The US has tens of thousands of local, state and federal mandated recycle centers and land fills that have become self funded with their services. For decades, grinding up used plastics for reuse in virgin plastics has created many jobs and local tax relief funding. Twice a month I park our recycle bin next to the curb for paper and plastic pick up. I remember our family recycling items during the Korean War. I have seen old films of the US of A recycling during WWII. So, recy isn’t new to us. Maybe the rest of the Asian World needs to wake up and get their act together.

Rick C PE
January 6, 2019 9:58 am

“He oversees a staff of more than 80 engineers, oceanographers and others.”

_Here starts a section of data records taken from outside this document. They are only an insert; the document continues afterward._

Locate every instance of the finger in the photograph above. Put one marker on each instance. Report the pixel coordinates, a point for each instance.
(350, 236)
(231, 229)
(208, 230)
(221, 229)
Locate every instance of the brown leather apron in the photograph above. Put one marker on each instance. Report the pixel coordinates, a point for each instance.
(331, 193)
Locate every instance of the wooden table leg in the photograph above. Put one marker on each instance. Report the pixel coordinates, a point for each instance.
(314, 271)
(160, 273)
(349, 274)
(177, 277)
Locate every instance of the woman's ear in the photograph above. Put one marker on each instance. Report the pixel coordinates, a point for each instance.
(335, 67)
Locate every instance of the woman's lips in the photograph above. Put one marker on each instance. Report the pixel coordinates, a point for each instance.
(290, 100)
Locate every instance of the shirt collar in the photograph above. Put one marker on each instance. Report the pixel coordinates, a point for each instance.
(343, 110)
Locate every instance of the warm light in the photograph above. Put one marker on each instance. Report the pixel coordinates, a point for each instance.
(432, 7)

Apparently no competent engineers on his staff. Not my specific area, but I could have predicted the waves and wind in the open ocean would tear the 600 meter long floating plastic pipe apart in the first moderate storm it encountered. Let’s hope that when they finally prove to themselves that this is a failure, they responsibly dispose of the contraption.

Reply to  Rick C PE
January 6, 2019 2:52 pm

There is a massive difference between people formally educated and degree graduated as ‘Engineers’, and people who invent a new, more impressive title.

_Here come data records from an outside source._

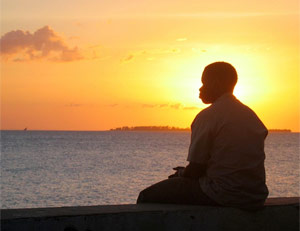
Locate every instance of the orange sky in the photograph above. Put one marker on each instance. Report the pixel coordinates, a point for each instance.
(69, 65)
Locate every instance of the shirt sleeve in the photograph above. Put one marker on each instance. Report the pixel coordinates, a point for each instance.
(201, 140)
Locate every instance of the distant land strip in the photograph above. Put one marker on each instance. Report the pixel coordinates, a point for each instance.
(168, 128)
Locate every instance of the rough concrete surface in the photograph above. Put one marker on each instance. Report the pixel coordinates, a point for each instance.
(278, 214)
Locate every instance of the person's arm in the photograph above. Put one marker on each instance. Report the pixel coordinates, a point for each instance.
(192, 170)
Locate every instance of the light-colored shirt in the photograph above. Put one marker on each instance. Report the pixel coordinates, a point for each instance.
(228, 138)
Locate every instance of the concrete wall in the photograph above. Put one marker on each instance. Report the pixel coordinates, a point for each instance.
(278, 214)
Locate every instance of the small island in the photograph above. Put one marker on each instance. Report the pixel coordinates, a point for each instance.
(176, 129)
(150, 128)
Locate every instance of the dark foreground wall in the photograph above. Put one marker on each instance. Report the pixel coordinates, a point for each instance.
(279, 214)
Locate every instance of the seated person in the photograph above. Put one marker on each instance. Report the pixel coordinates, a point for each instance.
(226, 154)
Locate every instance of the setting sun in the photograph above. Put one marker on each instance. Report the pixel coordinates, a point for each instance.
(137, 64)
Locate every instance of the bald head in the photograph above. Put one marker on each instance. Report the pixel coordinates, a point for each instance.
(218, 78)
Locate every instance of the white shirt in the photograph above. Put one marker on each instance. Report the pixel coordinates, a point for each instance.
(229, 138)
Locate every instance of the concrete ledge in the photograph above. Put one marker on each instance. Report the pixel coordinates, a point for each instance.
(278, 214)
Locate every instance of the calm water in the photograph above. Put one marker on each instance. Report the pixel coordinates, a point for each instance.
(43, 169)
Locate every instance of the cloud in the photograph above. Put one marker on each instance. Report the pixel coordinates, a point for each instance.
(73, 105)
(150, 54)
(175, 106)
(44, 43)
(181, 39)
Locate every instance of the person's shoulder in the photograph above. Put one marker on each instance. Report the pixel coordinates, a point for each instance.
(204, 115)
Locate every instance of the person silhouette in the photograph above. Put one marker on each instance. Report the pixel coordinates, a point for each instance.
(226, 153)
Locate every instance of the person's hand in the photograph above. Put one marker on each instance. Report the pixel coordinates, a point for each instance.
(177, 173)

Formerly janitor, new title is waste engineer or maintenance engineer.

Calling them engineers and paying them as engineers does not mean they are degreed qualified ‘Engineers’.

Loren Wilson
January 6, 2019 1:29 pm

I follow several people who sail across the Atlantic and Pacific oceans. They are all very conscious of plastic pollution and other forms of water pollution. There is very little plastic waste on the beaches of the Eastern Pacific north of Central America. Indonesia is covered in it. Some countries have public refuse collection systems and landfills. Those that do not treat the rivers and ocean as their waste receptacles. He would do more good just making one that could filter the effluent from a river in Asia. Maybe I should design a small generating station that burns plastic. This would be a win-win.

January 6, 2019 2:39 pm

Only in a progressive elitist world could people be this foolish.

A) Assume that a young person has a better idea than everybody else, for all eternity.

B) Fund the silly person gobsmacking levels of funds.

C) Apparently fail to research history, competing ideas, etc.

Tourists used to travel to Mexico to watch native fishermen fish with skimmer nets from their boats.
http://4.bp.blogspot.com/_5pw-UhfU748/SpLb6B_z_qI/AAAAAAAAE1Q/j_MEgR_Lkoo/s400/Mexico.jpg

Catch a lot? Lift the net so the catch can move into the net’s cod end.
https://tse4.mm.bing.net/th?id=OIP.7-5B6WMA1snGZgD33nWnmAHaE4&pid=Api

Gulf of Mexico shrimpers catch shrimp by towing otter nets near the bottom of the Gulf, catching shrimp, bycatch (including turtles and young preferred commercial fish), and bottom obstructions like sunken boats.

Or shrimpers can work nights instead and fish skimmer nets. Outside of using nets far larger than Mexico’s solo butterfly nets, these shrimpers targeted shrimp that rise to the surface at night. Almost eliminating bycatch problems; which means that the shrimpers need not use a thick brine to sort trash bycatch from profitable shrimp.
http://3.bp.blogspot.com/-ZwtnlOAnLE4/UgfGofHHlaI/AAAAAAAATJQ/PuD0t1dPOgI/s1600/1w+shrimp+boat.JPG

Just like Mexico’s butterfly net fishermen, commercial shrimper skimmer nets move the caught shrimp to a cod end so shrimping can continue without interruptions.
Depth of the net’s capture zone is adjustable. Making adapting this fishing process to catching plastic easy.

That is, if there is a genuine need to catch that plastic.
Given how governments work, that plastic will be sold to the lowest bidder for disposal. And therein lies the cycle where the same miscreants earning money from “disposing plastic” will happily dump the exact same plastic as long as the governments pay them.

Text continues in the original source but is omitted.